Un homme qui faisait écrire les autres Khémais Khayati ne se contentait pas d'écrire. Il donnait envie d'écrire. Il encourageait, poussait, relisait, aiguillonnait. Sans lui, beaucoup n'auraient jamais franchi le pas de la publication. Il savait déceler une voix, un souffle, une intention. Il ne jugeait pas : il incitait à aller plus loin. Il n'était pas un maître à penser, encore moins un gourou. Il était une présence exigeante, joyeuse, généreuse. Il faisait partie de ces rares intellectuels qui préfèrent le compagnonnage à la supériorité, la complicité au surplomb. Il ne s'installait jamais en surplomb. Il dialoguait. Et il aimait ça.

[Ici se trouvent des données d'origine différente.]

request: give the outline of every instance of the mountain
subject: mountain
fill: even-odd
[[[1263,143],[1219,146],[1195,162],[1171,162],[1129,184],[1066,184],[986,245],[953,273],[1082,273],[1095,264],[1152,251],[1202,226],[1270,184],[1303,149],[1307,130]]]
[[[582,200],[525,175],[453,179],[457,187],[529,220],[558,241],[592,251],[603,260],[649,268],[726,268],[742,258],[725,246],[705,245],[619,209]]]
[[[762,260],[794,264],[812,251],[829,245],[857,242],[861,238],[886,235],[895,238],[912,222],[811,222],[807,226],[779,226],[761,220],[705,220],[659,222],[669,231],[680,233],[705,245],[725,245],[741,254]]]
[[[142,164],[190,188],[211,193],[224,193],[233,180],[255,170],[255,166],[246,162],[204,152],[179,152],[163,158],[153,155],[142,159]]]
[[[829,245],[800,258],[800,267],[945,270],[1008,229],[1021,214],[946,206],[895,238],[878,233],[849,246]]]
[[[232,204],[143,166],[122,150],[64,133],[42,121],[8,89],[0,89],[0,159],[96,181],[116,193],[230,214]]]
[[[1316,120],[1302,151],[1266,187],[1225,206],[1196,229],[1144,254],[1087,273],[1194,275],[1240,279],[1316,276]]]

Un choc, un silence, une absence Khémais Khayati est décédé le mardi 18 juin 2024, à l'âge de 77 ans. Il avait été hospitalisé à la clinique Saint Augustin, à Mutuelleville, pour une infection pulmonaire. Il s'était retiré, peu à peu, ne gardant que quelques échanges épisodiques sur Messenger. Son dernier message, resté célèbre parmi ses proches, se résumait à un mot : « Flagada ». Sa disparition a provoqué une onde de choc. Le SNJT lui a rendu hommage, à travers une oraison poignante lue par Zied Dabbar et une vidéo préparée par Yosra Riahi retraçant son parcours. Au cimetière d'El Djellaz, une deuxième oraison lui a été lue par le chef de cabinet du ministre des Affaires culturelles. Une troisième, plus religieuse, fut prononcée par l'ancien ministre Abdellatif Mekki, originaire comme lui d'El Ksour. Sa fille Aridge rappela, ce jour-là, que son père avait toujours aimé la vie. Et qu'il voudrait qu'on continue de l'aimer.
Un héritage qui ne disparaît pas Un an plus tard, Khémais Khayati est toujours là. Dans les marges d'un livre, dans une salle de cinéma, dans une conversation au Louxor, dans le cœur de ceux qui, un jour, ont croisé sa voie. Il appartient à cette catégorie rare d'intellectuels qui ne disparaissent pas : ils se retirent. Ils laissent une empreinte. Il n'a jamais eu besoin de micros dorés ni de tribunes officielles. Sa tribune, c'était son regard. Sa parole, son humanité. Sa lutte, la beauté. Et son pays, la Tunisie.